This was my first trip back to Japan after the earthquake. Other than a few telltale signs, it appeared business as usual in Tokyo. Power shortages have forced the use of less illumination. Airconditioners were turned down and not all restaurants were open at hotels. Radiation levels in Tokyo have always been safe and have returned close to the baseline of ~0.1 micro-sieverts/hr. Even after the first rains following the disaster, the number had climbed to a maximum of only a few micro-sieverts/hr, more than a thousand times less than the dose received on a round trip flight to New York.

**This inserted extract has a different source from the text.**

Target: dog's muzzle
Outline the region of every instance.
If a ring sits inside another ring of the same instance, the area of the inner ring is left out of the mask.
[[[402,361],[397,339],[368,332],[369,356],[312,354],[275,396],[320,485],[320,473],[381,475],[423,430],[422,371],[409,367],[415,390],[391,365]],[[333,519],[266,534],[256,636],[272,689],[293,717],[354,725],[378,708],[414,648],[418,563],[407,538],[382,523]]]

Before entering the immigration area, there is a food and shopping court upstairs at Narita airport, and there is one shop there that sells Ramen. It has been a habit of mine to pay homage here before I fly out. It is not so much the quality of the Ramen here, but the desire to finish off one last noodle bowl in Japan before departing is what brings me here.

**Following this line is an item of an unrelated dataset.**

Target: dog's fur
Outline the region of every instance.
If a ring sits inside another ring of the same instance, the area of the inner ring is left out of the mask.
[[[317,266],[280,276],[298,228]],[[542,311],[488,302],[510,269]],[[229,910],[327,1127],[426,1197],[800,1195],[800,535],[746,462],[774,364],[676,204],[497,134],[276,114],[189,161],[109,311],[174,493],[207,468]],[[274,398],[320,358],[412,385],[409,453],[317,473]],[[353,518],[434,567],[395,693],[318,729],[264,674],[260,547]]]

There are 3 choices for Ramen noodle bowls: the usual ones with soya and with miso, and a dish with roast pork slices. I went for the roast pork slices—the broth was hearty, the noodles themselves with their characteristic yellowish tinge reasonably fresh, though I would probably avoid the roast pork slices and go for the cheaper, regular slices in future. Ramen at most places does for me what I believe it is supposed to do: provide a quick, warm, and tasty meal with fresh noodles and a few slices of meat swimming in a satisfying broth that has seen its share of “stuff” that has simmered in it for extensive periods. This “stuff” is a matter of much ado and fuss, at times cloaked in secrecy, and a matter of much snobbery, whether among the Japanese menfolk who love Ramen, or New Yorkers like me, who have made it an acquired taste to fuss over. But snobbery is a matter of style, that I suspect is at odds with the very purpose of Ramen, that percolated up as a quick fix noodle meal, from its Chinese “lo-mein” roots.